SEND and the legal position of LEAs

A week last Monday I attended a training day on the legal requirements of SEND hosted by NAHT in Manchester and delivered by Rona Tutt, former President, and Jane McConnell, barrister and founder of IPSEA, the charity which trains LEAs and gives legal advice to parents.

Following the training I had a conversation with a manager at our highest echelons of LEA and was asked to put the information in an email. I reproduce this below in full:

Hello A……!

Please find email re EP visits as requested!

Last Monday I attended training……..covering the legal aspects underpinning the new Code of Practice and the provision of EHC Plans.

The message was very clear; namely there is no legal requirement to provide an EP (educational psychologist) report in support of a request for an EHC Plan. The legal test s.36(8) states that….

‘The LA must secure an EHC needs assessment for the child ……if the authority is of the opinion that……the child has or may have SEN …..and it may be necessary for SEP to be made for the child….in accordance with an EHC Plan.’

I understand that a referral to an EP forms part of the criteria requested by the LEA to show that a school has made every effort to find out what forms part or all of the child’s SEN; however the LEA is now subverting those processes by refusing to let EPs engage with schools once the child is on dual placement with XY or is permanently excluded.

Many children are coming to us with undiagnosed needs and some are unable to access further mainstream provision. XY has been informed that due to pressure on County EPs to undertake conversions (statements to EHC Plans), we will have to buy in private providers. However, once an EHC Plan is underway, then the county EP will take over!

The current cost of a private EP report is around £500; the child is not known to that person and the provider is not necessarily telling us anything we do not already know…..the fact that a child is with us means that they are accessing an intervention to meet their needs, therefore the County assessment is the most appropriate.

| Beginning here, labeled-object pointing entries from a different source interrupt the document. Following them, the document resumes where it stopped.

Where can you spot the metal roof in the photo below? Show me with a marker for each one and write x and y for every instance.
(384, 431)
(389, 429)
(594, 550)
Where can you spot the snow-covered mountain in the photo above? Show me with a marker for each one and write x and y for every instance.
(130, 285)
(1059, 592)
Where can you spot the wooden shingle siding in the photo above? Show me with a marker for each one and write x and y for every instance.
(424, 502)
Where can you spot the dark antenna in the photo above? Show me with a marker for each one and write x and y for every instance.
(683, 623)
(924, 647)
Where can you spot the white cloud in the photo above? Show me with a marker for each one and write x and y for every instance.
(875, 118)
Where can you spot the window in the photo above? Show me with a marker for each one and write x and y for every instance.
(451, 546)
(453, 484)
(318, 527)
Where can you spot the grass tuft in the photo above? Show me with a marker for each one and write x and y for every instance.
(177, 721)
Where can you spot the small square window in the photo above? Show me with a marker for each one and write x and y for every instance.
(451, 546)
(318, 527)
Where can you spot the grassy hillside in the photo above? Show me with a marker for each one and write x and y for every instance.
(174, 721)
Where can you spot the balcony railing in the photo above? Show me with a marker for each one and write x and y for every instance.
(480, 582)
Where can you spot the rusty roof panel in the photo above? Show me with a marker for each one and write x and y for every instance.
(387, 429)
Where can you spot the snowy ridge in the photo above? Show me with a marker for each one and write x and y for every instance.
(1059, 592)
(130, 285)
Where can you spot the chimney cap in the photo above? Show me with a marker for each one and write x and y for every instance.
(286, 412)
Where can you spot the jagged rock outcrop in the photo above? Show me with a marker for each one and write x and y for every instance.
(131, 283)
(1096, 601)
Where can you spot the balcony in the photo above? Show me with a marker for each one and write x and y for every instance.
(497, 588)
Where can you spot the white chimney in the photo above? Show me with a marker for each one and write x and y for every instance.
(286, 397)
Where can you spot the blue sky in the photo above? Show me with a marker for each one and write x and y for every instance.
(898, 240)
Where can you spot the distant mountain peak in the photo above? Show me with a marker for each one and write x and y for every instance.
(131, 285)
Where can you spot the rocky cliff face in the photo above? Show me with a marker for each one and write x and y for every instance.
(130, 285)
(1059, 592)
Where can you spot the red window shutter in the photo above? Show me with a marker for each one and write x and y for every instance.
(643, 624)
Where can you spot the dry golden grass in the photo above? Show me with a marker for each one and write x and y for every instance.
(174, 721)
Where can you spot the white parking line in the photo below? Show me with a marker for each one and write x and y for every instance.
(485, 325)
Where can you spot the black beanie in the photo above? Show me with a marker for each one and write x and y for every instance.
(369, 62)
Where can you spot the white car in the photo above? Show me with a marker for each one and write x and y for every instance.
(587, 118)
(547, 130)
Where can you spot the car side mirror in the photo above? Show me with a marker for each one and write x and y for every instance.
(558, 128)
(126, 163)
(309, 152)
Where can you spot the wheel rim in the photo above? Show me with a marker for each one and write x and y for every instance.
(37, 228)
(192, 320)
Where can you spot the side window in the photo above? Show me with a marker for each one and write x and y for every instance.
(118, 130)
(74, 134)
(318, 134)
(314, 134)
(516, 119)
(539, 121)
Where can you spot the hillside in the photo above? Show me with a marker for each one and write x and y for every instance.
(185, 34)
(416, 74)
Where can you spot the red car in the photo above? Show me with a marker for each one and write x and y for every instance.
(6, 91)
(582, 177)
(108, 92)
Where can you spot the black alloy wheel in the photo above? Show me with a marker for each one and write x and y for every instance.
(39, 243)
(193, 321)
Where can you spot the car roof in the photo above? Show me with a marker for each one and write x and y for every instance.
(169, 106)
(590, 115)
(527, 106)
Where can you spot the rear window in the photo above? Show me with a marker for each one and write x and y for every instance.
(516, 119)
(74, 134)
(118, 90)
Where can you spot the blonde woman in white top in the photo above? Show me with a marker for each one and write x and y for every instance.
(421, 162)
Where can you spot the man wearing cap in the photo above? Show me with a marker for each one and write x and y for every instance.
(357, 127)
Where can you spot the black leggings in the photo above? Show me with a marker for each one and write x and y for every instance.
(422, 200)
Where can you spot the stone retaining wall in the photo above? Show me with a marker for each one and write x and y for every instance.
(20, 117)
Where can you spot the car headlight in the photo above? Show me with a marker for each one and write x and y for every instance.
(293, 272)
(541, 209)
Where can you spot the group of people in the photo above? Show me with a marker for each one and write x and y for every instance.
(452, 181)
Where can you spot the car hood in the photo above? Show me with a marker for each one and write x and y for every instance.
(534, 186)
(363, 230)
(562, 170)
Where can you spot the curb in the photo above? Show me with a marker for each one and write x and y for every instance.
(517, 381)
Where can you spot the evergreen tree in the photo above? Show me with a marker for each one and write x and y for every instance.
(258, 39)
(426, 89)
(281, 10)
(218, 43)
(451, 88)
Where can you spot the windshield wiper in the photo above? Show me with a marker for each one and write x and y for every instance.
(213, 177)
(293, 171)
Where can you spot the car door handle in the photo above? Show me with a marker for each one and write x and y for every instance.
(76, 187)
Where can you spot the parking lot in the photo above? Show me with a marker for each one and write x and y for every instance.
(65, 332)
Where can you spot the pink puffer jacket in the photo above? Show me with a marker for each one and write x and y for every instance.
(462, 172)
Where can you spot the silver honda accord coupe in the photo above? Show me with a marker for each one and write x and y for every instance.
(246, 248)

Taxpayers’ money is being used in a box ticking exercise which is not contributing to an assessment of the child’s SEN. More worryingly, dual registered children are now also being denied the services of the school EP and at least one school who has bought in a private provider has been turned down for an assessment on the grounds the paperwork was not strong enough! The person in question was employed by County commissioned services!

There is absolutely no guarantee that a private EP report will be accepted by the LEA, therefore we are being asked to gamble £500 per report per child! At XY we have several children who currently need assessing so the overall cost will run into thousands! This money would be better spent on specialist support for the child eg therapeutic teaching, counselling, dyslexia assessments.

On the council website it states that the policy for identification can be overridden if needed and I feel this is warranted under the legal test. Jane McConnell is working closely with the DfE to iron out irregularities as it is recognised that few authorities have the necessary legal training; Jane is a barrister who supports parents with legal advice through her IPSEA charity.

I hope you will pass this information on to the relevant authorities.

Since I penned this email, a meeting of PRUs and County has been convened and my HT states that ‘ the cat is well and truly among the pigeons!’

Our PRUs feel that we are being asked to do something inappropriate when Jane stressed that the legal test trumps all! If this is not resolved to our satisfaction we will be asking Jane for help and support in sorting this situation out!

Meanwhile, for other schools , please check on your legal obligations and don’t fall for the smoke and mirrors of county policy!